Min Woo saves best for last in historic double chase - PGA of Australia

Min Woo saves best for last in historic double chase

It was one of those days on the golf course for Min Woo Lee Saturday at The Australian, but the West Australian fought hard and birdied the last to draw level with Rikuya Hoshino as leaders of the ISPS HANDA Australian Open.

Seeking to become the first player since Greg Chalmers in 2011 to win the Australian Open and Fortinet Australian PGA in the same year, Lee looked set to continue on his merry way after a birdie at the long par-4 first. However double-bogey was in his near future, the short par-4 third tripping up the world No.38.

Lee got those two shots back at the fifth and sixth, before his back nine started poorly with a bogey. The crowd favourite fighting his way through the back nine with pars before an up-and-down birdie at the par-5 18th from the sand to reach 13-under.

“It was a bit of a grind. It wasn’t the easiest of rounds like the last five I’ve played. But golf is golf,” Lee said.

Despite the occasional struggle, Lee remained happy and proud of his ability to hang in and share the lead with Hoshino without his best stuff, a trait he believes shows his increasing maturity as a player.

“That was a problem a couple of years ago and last year and this year’s been pretty good where my bad game has been still okay to compete,” he said.

“I think that’s what has got me to this level now and the level that I can win.”

The confidence to win without his A game will no doubt assist Min Woo as he seeks to end the year with both his national titles, however, Hoshino and the chasing pack won’t be shrinking violets around the impeccably manicured Australian Golf Club.

Japan’s Hoshino is now very familiar with Lee after playing the final round at Royal Queensland alongside him last week, as well as the first two rounds this week.
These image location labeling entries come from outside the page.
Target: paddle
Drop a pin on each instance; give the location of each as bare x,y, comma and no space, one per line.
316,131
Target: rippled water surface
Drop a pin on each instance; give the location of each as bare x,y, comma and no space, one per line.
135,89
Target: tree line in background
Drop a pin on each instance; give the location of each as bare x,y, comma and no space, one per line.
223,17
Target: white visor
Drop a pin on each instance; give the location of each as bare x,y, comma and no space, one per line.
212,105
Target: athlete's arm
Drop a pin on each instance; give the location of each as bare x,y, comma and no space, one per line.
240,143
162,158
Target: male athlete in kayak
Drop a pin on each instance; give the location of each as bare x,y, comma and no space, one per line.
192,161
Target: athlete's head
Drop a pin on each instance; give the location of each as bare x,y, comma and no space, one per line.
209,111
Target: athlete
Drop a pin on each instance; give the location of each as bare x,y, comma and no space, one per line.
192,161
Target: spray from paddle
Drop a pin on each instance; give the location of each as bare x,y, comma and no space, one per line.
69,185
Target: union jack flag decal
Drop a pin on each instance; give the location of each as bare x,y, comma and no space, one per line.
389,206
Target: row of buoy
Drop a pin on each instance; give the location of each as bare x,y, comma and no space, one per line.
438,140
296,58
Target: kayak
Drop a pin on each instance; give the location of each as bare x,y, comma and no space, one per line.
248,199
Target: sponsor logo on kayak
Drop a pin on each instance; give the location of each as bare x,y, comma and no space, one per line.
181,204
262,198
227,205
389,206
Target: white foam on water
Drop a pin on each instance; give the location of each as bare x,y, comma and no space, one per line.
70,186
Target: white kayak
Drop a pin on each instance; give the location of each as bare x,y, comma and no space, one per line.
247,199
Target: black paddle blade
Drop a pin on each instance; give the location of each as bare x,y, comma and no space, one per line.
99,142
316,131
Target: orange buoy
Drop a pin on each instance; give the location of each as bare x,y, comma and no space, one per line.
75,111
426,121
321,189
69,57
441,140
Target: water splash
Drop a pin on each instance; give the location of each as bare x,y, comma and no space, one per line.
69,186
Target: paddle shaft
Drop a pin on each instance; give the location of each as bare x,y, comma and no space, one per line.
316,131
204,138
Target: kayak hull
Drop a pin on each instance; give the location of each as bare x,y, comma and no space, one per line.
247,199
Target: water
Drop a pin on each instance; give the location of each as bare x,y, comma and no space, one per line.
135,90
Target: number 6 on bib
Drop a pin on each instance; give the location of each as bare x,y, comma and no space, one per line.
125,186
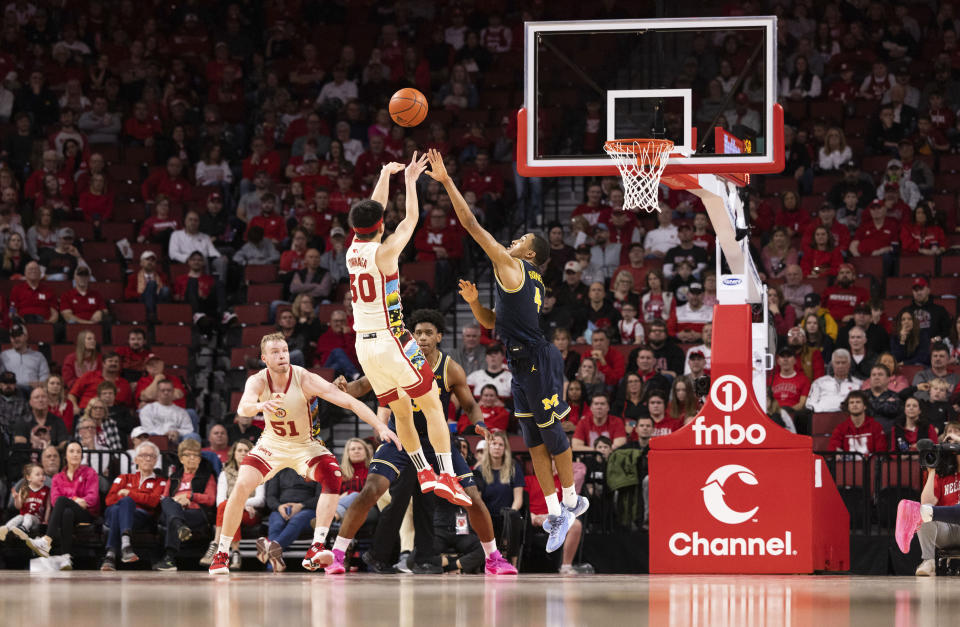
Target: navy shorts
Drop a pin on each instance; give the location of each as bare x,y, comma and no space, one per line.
538,397
389,462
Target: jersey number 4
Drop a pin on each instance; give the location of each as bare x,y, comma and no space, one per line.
362,287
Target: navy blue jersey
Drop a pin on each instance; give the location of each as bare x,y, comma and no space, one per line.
518,311
440,376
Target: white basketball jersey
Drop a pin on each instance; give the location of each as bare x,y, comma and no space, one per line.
375,296
291,422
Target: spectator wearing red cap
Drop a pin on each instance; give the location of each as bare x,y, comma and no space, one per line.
922,237
32,299
142,129
82,305
841,298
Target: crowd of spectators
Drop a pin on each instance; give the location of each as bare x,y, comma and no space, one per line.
159,154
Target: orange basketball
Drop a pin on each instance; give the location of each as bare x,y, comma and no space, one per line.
408,107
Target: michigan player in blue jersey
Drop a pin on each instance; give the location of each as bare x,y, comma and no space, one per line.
389,461
536,364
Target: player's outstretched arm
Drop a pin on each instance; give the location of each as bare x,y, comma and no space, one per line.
315,385
498,254
457,379
381,193
486,317
248,405
390,250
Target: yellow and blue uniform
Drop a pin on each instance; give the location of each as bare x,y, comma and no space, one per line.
536,364
389,461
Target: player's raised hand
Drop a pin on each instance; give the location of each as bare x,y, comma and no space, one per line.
438,169
392,168
415,168
468,291
386,435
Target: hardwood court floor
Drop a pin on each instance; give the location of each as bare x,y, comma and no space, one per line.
143,599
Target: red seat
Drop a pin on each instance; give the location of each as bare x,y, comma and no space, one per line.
175,356
172,335
252,314
133,313
40,332
260,273
174,313
251,336
914,265
73,330
264,293
826,422
425,271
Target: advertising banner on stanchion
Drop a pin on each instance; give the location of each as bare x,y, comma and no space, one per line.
733,492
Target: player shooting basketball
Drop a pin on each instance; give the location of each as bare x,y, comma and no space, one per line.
536,363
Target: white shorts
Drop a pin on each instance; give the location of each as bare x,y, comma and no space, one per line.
271,455
394,365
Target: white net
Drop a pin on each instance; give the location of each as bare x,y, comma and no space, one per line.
641,163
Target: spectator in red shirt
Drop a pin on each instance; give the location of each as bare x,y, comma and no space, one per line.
148,285
859,433
132,504
134,355
922,237
168,181
85,388
82,305
601,423
841,298
790,388
610,361
822,257
142,129
273,225
32,299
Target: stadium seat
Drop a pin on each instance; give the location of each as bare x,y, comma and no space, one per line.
252,314
260,273
265,293
132,313
73,330
40,332
914,265
172,335
174,313
173,356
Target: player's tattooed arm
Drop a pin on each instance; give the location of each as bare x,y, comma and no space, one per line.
381,193
486,317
The DP World Tour member is clearly learning from the experience among the pro-Lee crowds in Brisbane.

“Last week I couldn’t make the birdie on the back nine, but this week I have more birdies on the back nine,” he said Saturday.

One back to the leading pair on 12-under are Alex Fitzpatrick, brother of the major-winning Matthew, and Patrick Rodgers, chasing a first win since 2015 having quietly gone about his work in Sydney on a working holiday.

The American is thoroughly enjoying the atmosphere that has bordered on a Min Woo love fest at times, while happily playing in penultimate group where he can slip under the radar with the chance to break his win drought.

“It’s massive. It’s hard to overstate the importance of the national opens, but specifically the Australian Open, the history, the list of winners, it’s exceptional,” Rodgers said.

“It’s a privilege to be down here playing. It’s, of course, an opportunity for me to get ready for next year, but what an opportunity to just play at an amazing event and it’s showing this weekend.”

Also hoping to take the opportunity to work into contention away from the throngs sure to follow the Lee-Hoshino-Fitzpatrick group will be Lucas Herbert on 11-under and the six players on 9-under that includes two-time winner Matt Jones, Aussie veteran Sam Brazel and Chile’s Joaquin Niemann.

Adam Scott ,a shot further back alongside a mix of locals and internationals comprised of young guns and veterans, has a sentiment that is a common one from the congested chasers.

“I’m going to have to have a few things go my way and I’m going to have to give myself a lot of chances. Really, I just have to play a great round of golf, but it’s possible out here,” Scott said,

Likely needing less than a great round for a second win in a fortnight, Lee unsurprisingly was taking the prospect of creating Australian golf history in his stride.

“If I win, I win and last week was last week,” he said. “I played great then, so hopefully I can finish it off tomorrow.

“I know there’s a lot of history to it, but it’s just another tournament. If it goes well, it goes well.”